Other universities who have purchased contracts with Social Sentinel – which was renamed Detect earlier this year after being acquired by another company – include the University of North Carolina at Chapel Hill and the University of Texas at Dallas. Emailed communications from 2016 between UCLA administrators, UCLA staff and UCPD suggest the service may have also been used at UC Davis.
UCLA spokesperson Bill Kisliuk said in an emailed statement that specialized teams are only notified if public posts from UCLA-affiliated accounts contain specific keywords that could indicate a risk of student harm or self-harm, such as those related to campus buildings. Detect flags content based on its library of more than 500,000 keywords or phrases, according to UCLA-specific marketing material obtained by the Dallas Morning News.
“Detect is not used to proactively monitor any social media account,” Kisliuk said in the statement.
Kisliuk added that UCLA has not publicly posted any information about its contract with Detect. This lack of public notice can deter individuals from exercising their right to free expression because they are afraid of being surveilled and the possible unintended consequences, said Courtney Radsch, a postdoctoral research fellow at the UCLA Institute for Technology, Law and Policy.
The service’s marketing and UCLA’s description of its use misrepresent whether it is targeted surveillance, particularly when it comes to determining who is university-affiliated and can be monitored, Radsch said.
“This discrepancy between what’s said publicly and what’s conveyed privately about the individual targeting uses of this technology are deeply disturbing,” Radsch said. “There’s a lack of transparency and a lack of accountability for what these surveillance technologies are being used for.”
Institutions of higher education must balance an individual’s First Amendment rights – including the right to free speech – with monitoring potentially threatening social media posts, said Alex Alben, a lecturer who teaches privacy, data and cybersecurity at the UCLA School of Law.
The Dallas Morning News investigation found that Detect has presented the service as going beyond its publicly stated purpose, further promoting it to administrators at multiple colleges as a tool to moderate and intercept student protests.
Kisliuk added in the emailed statement that Detect has been used in the past, but was not used to track student social media accounts during the February sit-in protest at Murphy Hall, which called for support for marginalized student groups and improved educational accessibility amid the ongoing COVID-19 pandemic.

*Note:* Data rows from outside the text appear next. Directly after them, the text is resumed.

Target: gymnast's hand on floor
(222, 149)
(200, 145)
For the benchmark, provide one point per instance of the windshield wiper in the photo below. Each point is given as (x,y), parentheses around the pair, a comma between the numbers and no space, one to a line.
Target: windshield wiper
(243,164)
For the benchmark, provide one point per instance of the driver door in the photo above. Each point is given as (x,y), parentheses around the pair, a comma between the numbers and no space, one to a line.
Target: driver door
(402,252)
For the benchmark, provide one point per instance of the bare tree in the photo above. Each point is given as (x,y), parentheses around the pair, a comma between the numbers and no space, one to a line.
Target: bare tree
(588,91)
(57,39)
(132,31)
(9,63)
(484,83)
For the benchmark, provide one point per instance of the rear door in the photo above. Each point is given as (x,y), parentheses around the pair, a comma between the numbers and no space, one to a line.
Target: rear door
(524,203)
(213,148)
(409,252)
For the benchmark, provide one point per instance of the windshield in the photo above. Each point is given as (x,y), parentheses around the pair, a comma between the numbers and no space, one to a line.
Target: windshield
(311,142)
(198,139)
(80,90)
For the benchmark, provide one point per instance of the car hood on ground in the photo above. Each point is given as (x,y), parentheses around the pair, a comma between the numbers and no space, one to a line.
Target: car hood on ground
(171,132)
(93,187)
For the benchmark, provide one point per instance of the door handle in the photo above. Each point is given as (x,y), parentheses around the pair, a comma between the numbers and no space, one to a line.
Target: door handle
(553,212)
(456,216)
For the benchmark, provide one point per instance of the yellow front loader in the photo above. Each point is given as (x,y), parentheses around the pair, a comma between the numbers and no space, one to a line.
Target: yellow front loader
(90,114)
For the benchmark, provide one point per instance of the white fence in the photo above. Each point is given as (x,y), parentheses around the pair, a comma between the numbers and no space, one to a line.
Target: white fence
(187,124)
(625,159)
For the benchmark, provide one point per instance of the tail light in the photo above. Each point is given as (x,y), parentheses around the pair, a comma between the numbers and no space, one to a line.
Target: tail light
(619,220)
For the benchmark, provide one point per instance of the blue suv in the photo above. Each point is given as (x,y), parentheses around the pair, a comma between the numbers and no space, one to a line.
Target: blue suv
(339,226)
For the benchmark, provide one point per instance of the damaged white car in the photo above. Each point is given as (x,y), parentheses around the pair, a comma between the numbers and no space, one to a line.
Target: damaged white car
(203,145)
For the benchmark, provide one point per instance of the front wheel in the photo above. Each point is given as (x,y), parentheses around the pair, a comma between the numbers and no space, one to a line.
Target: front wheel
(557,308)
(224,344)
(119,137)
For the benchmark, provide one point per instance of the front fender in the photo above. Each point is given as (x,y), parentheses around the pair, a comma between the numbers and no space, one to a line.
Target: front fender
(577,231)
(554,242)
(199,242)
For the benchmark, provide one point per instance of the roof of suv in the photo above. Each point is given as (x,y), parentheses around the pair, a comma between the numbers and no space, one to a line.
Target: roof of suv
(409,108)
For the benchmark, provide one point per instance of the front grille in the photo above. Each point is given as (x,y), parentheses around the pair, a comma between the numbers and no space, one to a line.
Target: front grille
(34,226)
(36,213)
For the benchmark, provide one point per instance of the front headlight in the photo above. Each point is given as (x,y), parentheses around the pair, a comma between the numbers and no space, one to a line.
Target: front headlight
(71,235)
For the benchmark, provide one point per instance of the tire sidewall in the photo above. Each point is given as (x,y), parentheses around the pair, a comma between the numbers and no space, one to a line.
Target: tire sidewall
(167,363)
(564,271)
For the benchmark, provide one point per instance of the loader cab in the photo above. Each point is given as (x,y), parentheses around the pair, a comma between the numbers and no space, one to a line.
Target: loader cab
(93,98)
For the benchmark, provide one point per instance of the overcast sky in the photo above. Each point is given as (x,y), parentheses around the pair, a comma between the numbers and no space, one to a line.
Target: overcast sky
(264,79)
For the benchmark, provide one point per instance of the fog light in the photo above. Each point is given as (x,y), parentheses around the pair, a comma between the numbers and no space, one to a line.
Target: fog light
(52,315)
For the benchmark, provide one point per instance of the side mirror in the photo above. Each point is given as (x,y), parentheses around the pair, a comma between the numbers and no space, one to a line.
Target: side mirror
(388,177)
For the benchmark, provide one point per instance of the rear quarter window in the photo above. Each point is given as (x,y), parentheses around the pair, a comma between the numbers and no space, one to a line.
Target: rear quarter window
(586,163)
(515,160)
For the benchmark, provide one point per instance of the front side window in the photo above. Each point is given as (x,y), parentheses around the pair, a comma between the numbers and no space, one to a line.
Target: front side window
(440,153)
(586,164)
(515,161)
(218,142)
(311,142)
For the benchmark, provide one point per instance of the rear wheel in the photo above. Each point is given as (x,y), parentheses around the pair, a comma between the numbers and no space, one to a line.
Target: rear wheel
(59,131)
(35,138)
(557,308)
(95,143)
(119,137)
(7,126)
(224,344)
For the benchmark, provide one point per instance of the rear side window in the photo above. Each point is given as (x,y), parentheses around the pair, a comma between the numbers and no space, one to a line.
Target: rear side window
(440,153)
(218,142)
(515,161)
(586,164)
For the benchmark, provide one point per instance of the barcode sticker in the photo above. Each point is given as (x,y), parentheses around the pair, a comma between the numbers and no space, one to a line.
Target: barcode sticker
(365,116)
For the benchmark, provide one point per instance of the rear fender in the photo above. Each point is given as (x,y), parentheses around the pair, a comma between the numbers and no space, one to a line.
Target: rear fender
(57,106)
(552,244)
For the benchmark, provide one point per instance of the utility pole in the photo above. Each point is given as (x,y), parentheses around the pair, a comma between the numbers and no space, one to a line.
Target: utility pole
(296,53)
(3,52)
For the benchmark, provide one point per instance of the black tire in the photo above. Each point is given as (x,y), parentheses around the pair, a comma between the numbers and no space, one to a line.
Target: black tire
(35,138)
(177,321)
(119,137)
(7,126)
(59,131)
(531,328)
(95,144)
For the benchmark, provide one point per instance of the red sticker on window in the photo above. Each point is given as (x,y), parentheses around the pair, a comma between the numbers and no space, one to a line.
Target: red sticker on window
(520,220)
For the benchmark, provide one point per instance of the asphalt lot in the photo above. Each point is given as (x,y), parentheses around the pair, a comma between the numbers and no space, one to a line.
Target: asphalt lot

“There have been instances where monitoring using Social Sentinel resulted in UCLA’s Consultation & Response Team or Behavioral Intervention Team engaging with members of the UCLA community whose posts indicated they posed a risk of harm to themselves or others,” he said in the statement. “The university has then reached out to those individuals to provide resources and support.”
However, the university’s use of Detect still raises concerns among student activists.
Dylan Kupsh, a doctoral student in computer science, said student organizers are often afraid of surveillance. Kupsh, a UC Santa Barbara alumnus, helped organize UCSB-based protests after graduate students at UC Santa Cruz went on strike in 2020 to demand higher wages to afford the increased cost of living.
“It’s chilling when the police show up to your stuff, and … a lot of times, the police aren’t there to protect you, but they’re there to actively dissuade protests,” said Kupsh, who is currently an organizer for multiple groups such as Cops Off Campus. “They make people feel really uncomfortable.”
There is a limit to how much transparency the university can provide about monitoring without compromising ongoing investigations, Alben said.
But without additional clarification from UCLA, the use of Detect raises concerns about whether the data it’s collecting is useful or safeguarded, Radsch said.
After the campus shooting threats made by a former lecturer in January via email, the university should assess where the greatest number of threats are coming from and whether that includes social media, she added.
“We have to see government institutions – including universities – also adopt transparency and access to data for researchers so that we can understand the utility of these types of tools,” Radsch said.
The university’s contract with Detect is set to expire in June 2023, Kisliuk said, adding that a further review of the service’s value will determine if it will be renewed.
Kupsh said the current state of surveillance could further endanger marginalized organizers, including undocumented students, international students and students of color.
“They (students) are developing their ways of thinking about things and figuring out what they believe,” Radsch said. “They need to be doing that without the specter of constant surveillance and monitoring hanging over them and wondering: If they express themselves, how is that going to be potentially used against them?”